Is there anything I can do on my own to feel better? — Yes. Some people feel better if they exercise. Even you do not feel like it, try to do something active for at least 30 minutes on most days of the week. Also, if you have fall-onset SAD, make sure you get exposed to as much light as possible. Here are some ways you can do that:
Follow good sleep habits – That means that you:
- Sleep only long enough to feel rested and then get out of bed;
- Go to bed and get up at the same time every day;
- Do not try to force yourself to sleep. If you can’t sleep, get out of bed and try again later;
- Have coffee, tea, and other foods that have caffeine only in the morning;
- Avoid alcohol in the late afternoon, evening, and bedtime;
- Avoid smoking, especially in the evening;
- Keep your bedroom dark, cool, quiet, and free of reminders of work or other things that cause you stress;
- Solve problems you have before you go to bed;
- Exercise several days a week, but not right before bed;
- Avoid looking at phones or reading devices (“e-books”) that give off light before bed.

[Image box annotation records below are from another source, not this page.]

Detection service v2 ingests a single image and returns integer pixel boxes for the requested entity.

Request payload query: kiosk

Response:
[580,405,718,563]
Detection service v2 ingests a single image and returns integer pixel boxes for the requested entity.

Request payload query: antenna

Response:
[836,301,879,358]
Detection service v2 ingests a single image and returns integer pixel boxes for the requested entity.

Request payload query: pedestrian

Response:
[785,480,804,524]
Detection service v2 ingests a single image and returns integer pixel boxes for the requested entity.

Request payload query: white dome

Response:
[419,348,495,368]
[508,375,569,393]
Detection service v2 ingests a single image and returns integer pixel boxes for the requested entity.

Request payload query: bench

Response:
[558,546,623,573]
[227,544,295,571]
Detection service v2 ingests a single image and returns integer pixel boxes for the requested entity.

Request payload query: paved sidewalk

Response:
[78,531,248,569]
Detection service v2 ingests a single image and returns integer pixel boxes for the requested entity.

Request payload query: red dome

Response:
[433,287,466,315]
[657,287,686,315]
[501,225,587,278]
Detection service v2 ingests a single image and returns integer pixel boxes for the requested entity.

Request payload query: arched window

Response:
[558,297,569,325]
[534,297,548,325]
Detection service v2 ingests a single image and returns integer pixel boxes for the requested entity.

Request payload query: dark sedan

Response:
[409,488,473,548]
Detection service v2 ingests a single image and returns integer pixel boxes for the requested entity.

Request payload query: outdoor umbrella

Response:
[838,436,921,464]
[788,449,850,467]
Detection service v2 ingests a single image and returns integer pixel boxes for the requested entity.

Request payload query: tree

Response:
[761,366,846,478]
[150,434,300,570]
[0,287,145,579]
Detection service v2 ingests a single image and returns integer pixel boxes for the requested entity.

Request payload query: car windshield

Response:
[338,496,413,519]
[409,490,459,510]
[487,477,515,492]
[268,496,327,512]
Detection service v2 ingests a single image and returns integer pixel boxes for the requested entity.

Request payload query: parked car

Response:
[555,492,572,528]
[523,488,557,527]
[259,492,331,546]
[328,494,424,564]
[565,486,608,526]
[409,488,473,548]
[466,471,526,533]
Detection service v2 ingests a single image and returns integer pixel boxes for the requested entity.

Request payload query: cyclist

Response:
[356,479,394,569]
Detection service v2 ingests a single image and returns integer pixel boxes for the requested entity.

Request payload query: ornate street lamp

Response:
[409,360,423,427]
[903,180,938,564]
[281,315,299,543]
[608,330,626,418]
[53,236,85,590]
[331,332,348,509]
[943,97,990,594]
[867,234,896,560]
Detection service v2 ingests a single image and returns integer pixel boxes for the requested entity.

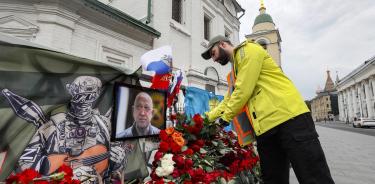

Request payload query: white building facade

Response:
[0,0,244,95]
[337,57,375,122]
[0,0,160,72]
[101,0,244,95]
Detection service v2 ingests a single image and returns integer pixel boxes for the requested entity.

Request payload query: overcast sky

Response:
[237,0,375,100]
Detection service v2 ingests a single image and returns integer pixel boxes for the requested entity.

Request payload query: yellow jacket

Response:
[206,41,309,136]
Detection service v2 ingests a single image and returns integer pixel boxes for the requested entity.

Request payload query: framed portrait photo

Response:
[111,83,167,141]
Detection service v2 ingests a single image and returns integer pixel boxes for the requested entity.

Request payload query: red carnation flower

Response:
[185,159,193,169]
[172,155,185,168]
[183,148,194,156]
[171,142,182,153]
[57,164,73,179]
[154,151,164,162]
[195,139,205,147]
[193,114,203,124]
[159,130,168,141]
[191,144,201,152]
[172,168,181,178]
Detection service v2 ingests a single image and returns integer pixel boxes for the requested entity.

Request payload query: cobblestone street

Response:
[290,125,375,184]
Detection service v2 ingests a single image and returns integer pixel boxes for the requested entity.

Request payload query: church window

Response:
[203,15,211,40]
[172,0,182,23]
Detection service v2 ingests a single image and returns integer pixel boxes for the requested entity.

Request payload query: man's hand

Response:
[219,118,229,126]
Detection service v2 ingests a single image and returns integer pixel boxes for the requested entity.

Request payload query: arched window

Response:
[362,84,366,99]
[257,39,268,50]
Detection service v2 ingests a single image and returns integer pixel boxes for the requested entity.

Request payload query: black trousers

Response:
[256,113,334,184]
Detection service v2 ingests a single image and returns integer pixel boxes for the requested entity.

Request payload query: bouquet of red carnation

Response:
[149,114,260,184]
[6,165,81,184]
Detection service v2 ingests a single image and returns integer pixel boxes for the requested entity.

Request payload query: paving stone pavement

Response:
[290,125,375,184]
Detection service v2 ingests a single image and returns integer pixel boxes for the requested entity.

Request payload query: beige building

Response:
[311,70,338,121]
[246,1,281,67]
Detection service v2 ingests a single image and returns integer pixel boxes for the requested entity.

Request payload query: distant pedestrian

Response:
[202,36,334,184]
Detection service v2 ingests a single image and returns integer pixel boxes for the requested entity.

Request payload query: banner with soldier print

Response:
[0,35,147,183]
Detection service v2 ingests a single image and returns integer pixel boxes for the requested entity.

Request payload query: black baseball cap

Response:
[201,35,229,60]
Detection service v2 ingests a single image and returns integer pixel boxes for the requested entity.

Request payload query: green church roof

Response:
[254,13,274,26]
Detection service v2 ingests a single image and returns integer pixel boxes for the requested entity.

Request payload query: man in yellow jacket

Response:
[202,36,334,184]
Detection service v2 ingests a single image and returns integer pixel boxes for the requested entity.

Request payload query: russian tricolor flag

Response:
[141,45,172,75]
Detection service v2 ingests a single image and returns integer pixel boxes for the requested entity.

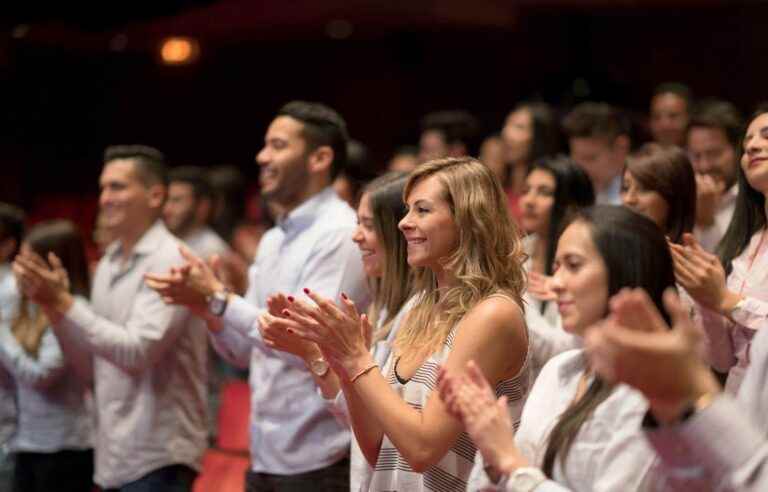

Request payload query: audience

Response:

This can make it harder to fall asleep.
- Take walks outside during the day, so that you get some sun;
- In your bedroom, put a lamp on a timer and have it turn on in the early morning, even before the sun comes out;
- Get a “dawn-simulating” lamp, which brightens gradually and turns on before the sun comes out;
- Eat a balanced diet.
When should I see my doctor? If you have symptoms of SAD, see a doctor, nurse, or counselor. If your symptoms are more severe, there are other treatments to consider and remember whatever treatment you try, keep in mind that it sometimes takes patience to find a treatment that works for you. The key is to work with your doctor, nurse, or counselor, and to keep him or her informed about any problems.